Progressive rock was soundly defeated by the punk generation in its homeland of Great Britain. And not just defeated, but caricatured and ostracized. Excessive and self-indulgent are often terms that come up to describe prog rock, and they perhaps aren’t too far off the mark. Still punk rock (which I find equally excessive and self-indulgent in different ways) tried to bury progressive rock in the UK and the States: and did a pretty good job of doing it. That is until the internet age.
Progressive Rock has enjoyed a mild modern-day resurgence (IE Mars Volta, Porcupine Tree), but mostly in prog influenced genres. Prog Metal (Dream Theatre, Tool), Math Rock (Battles, Don Cab), Djent (Animals as Leaders), and even some Jazz Fusion Artists (Hiromi Uehara) commonly cite groups such as King Crimson as influences. Even artists in unrelated genres have been influenced by the music of King Crimson in particular. Kurt Cobain acknowledged the album Red as a big influence, and Kanye West sampled “21st Century Schizoid Man” in his song “Power”.

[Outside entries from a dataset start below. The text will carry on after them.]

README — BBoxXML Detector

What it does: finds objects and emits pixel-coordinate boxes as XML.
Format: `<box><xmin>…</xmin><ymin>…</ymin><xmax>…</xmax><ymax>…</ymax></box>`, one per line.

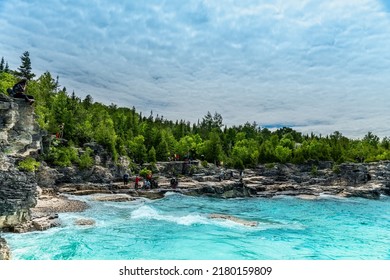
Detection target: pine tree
<box><xmin>16</xmin><ymin>51</ymin><xmax>35</xmax><ymax>80</ymax></box>
<box><xmin>0</xmin><ymin>57</ymin><xmax>4</xmax><ymax>72</ymax></box>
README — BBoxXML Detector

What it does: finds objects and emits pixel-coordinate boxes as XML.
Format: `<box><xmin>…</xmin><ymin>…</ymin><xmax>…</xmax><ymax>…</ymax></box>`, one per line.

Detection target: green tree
<box><xmin>0</xmin><ymin>57</ymin><xmax>5</xmax><ymax>72</ymax></box>
<box><xmin>148</xmin><ymin>147</ymin><xmax>157</xmax><ymax>163</ymax></box>
<box><xmin>16</xmin><ymin>51</ymin><xmax>35</xmax><ymax>80</ymax></box>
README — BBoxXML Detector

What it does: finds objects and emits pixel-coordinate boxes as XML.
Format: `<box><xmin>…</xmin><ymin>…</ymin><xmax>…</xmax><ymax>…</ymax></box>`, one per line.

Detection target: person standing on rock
<box><xmin>7</xmin><ymin>79</ymin><xmax>34</xmax><ymax>105</ymax></box>
<box><xmin>123</xmin><ymin>173</ymin><xmax>129</xmax><ymax>186</ymax></box>
<box><xmin>134</xmin><ymin>176</ymin><xmax>139</xmax><ymax>190</ymax></box>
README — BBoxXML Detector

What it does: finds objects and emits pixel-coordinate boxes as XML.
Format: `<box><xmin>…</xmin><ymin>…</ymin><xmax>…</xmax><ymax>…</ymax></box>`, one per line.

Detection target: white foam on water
<box><xmin>131</xmin><ymin>205</ymin><xmax>209</xmax><ymax>225</ymax></box>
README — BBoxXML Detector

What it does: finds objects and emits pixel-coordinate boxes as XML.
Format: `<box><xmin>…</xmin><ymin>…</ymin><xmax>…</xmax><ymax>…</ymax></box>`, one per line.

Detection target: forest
<box><xmin>0</xmin><ymin>51</ymin><xmax>390</xmax><ymax>169</ymax></box>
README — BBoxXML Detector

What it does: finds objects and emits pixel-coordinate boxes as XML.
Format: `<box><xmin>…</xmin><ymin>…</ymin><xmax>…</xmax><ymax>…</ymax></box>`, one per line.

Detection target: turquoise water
<box><xmin>3</xmin><ymin>194</ymin><xmax>390</xmax><ymax>260</ymax></box>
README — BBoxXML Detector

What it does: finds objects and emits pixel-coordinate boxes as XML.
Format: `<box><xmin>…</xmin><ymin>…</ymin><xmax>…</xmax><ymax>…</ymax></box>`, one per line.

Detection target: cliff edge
<box><xmin>0</xmin><ymin>95</ymin><xmax>43</xmax><ymax>230</ymax></box>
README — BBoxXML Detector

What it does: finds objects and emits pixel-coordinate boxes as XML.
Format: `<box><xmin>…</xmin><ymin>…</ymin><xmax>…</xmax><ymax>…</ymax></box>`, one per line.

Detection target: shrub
<box><xmin>139</xmin><ymin>168</ymin><xmax>152</xmax><ymax>178</ymax></box>
<box><xmin>47</xmin><ymin>147</ymin><xmax>79</xmax><ymax>167</ymax></box>
<box><xmin>18</xmin><ymin>157</ymin><xmax>41</xmax><ymax>172</ymax></box>
<box><xmin>332</xmin><ymin>164</ymin><xmax>341</xmax><ymax>174</ymax></box>
<box><xmin>79</xmin><ymin>148</ymin><xmax>94</xmax><ymax>169</ymax></box>
<box><xmin>310</xmin><ymin>164</ymin><xmax>318</xmax><ymax>176</ymax></box>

I also strongly identify King Crimson with Robert Fripp, who would be the constant member in the constantly evolving line-up of musicians. His trademark guitar soundscaping technique, lovingly coined Frippertronics, was actually invented by Brian Eno. Eno and Fripp’s collective journey into guitar-scaping can be seen as foundational elements of post-rock bands like Sigur Ros.
Progressive Rock gets written off in Music History all too frequently and I’m not sure why. It had a short run, but its influence extends just as far into modern day as any other breed of Rock and Roll. While bands like Pink Floyd, Yes, Rush, and Jethro Tull managed to achieve mainstream success, many music historians handle them separately from the musical movement that bore them. In my mind, King Crimson is the true poster boy of prog rock: alienating, intimidating, but undeniably genius. In all, I think by far the most damning insult to prog rock is that it easily construed as pretentious. And this is absolutely true, but you know what else is easily construed as pretentious? Mozart, Beethoven, Bach, and Chopin.